Ich mag zweifelsohne den von Ernst und Hilla Becher entwickelten sachlich-dokumenta­rischen Schwarz­weiß-Stil, lehne aber dennoch Stimmungs­fotos nicht grundsätzlich ab und strebe einen Kompromiss aus beidem an. Daher schätze ich inzwischen auch die Farbe, die mir die Digitalkamera „frei Haus“ liefert. Ich verwende auch digitale Bild­bearbeitung und sporadisch sogar HDR-Technik, aber nur, um aus guten Fotos noch etwas mehr herauszukitzeln. Nicht als trendige Effekt­hascherei oder zur Vertuschung hand­werklicher Fehler.

Dokumentiere ich? Mache ich Kunst? Man kann sich sowohl inhaltlich als auch gestalterisch mit den Objekten auseinander­setzen. Wenn ich eine Schraube sehe, hat sie einerseits eine bestimmte Funktion. Andererseits kann sie ein bizarres Objekt sein. Möglichst beides möchte ich erfassen. Außerdem bedeutet Kunst für mich auch, handwerklich gute Arbeiten zu liefern. Ich hoffe, es gelingt mir.
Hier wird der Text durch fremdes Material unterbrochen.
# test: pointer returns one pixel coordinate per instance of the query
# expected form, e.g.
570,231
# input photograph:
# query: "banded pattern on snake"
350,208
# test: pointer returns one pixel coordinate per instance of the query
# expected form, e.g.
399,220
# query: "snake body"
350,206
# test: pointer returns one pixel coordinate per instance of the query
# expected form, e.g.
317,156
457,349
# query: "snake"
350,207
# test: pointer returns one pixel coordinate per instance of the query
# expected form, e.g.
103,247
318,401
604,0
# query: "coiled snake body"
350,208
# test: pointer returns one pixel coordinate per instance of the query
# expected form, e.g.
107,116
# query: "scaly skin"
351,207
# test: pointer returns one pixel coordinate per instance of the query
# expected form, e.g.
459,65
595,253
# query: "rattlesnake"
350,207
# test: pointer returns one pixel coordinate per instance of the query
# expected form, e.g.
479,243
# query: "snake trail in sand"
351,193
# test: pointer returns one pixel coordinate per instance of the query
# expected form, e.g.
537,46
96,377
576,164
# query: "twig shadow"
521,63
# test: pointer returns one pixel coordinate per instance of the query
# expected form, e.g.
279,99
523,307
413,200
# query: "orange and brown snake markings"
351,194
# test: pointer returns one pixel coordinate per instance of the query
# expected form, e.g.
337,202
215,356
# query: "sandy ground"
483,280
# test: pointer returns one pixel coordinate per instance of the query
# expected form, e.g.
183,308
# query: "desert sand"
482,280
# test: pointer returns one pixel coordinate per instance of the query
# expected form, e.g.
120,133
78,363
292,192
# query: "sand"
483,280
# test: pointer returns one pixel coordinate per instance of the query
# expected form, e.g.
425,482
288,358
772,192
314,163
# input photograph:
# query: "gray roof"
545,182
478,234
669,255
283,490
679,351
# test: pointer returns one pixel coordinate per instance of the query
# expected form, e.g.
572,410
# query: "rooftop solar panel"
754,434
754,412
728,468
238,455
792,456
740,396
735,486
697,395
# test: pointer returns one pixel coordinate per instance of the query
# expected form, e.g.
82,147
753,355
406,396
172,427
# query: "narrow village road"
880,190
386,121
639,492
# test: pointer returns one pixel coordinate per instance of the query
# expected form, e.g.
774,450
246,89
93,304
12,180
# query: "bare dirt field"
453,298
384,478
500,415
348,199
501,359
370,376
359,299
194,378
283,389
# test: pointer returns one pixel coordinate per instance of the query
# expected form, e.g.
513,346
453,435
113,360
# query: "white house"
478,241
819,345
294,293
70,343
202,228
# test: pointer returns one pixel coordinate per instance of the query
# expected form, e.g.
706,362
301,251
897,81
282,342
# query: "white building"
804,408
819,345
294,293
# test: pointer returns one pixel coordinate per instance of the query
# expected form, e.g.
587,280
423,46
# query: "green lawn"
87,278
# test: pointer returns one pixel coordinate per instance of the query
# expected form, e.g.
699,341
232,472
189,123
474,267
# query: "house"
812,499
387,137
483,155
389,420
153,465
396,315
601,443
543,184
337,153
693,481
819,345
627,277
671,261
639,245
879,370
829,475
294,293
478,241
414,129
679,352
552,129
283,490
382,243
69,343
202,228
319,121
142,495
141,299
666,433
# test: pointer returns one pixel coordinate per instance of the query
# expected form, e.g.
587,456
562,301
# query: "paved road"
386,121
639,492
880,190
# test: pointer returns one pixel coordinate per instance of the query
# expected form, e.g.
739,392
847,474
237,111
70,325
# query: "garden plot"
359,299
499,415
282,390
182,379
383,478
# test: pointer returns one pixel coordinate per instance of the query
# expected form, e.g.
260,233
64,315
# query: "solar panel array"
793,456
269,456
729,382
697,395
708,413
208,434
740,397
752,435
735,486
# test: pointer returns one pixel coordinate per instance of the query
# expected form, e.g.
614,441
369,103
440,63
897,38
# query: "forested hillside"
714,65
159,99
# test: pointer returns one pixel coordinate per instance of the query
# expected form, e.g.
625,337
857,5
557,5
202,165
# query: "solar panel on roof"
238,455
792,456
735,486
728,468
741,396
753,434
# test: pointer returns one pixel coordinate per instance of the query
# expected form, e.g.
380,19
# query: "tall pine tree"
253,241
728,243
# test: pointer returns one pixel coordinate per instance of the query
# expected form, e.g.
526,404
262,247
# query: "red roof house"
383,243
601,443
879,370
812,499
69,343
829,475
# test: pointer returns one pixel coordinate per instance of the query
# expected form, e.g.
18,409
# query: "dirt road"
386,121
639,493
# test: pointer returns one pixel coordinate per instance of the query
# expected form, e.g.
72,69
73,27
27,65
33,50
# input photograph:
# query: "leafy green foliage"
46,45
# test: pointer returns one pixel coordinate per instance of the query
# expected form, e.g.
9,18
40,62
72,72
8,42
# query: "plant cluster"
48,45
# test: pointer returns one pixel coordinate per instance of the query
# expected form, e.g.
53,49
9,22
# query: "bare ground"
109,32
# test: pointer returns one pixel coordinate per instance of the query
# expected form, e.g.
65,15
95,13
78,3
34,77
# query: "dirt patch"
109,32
Ich bin nicht jemand, der die Industrie­gesellschaft unkritisch vergöttert. Je weiter man zeitlich zurück­blickt, desto unroman­tischer war diese Welt: Dreck und Schinderei, und so mancher Arbeiter lebte nicht lange. Es ist vielleicht die Ironie der Geschichte, dass ausgerechnet zu einem Zeitpunkt, wo akzeptable Sozial- und Umwelt­standards erreicht wurden, das industrielle Zeitalter zu Ende geht. Die Industrie hat Menschen und Landschaften geprägt, hat faszi­nierende Bauwerke geschaffen. Das ist es, was ich unter Industrie­kultur verstehe. Ich wünsche mir, dass die Erinnerung daran nicht verloren geht. Zumindest mit Fotos lässt sich etwas davon retten und vielleicht auch das Interesse der Verant­wortlichen für den Denkmal­schutz schärfen.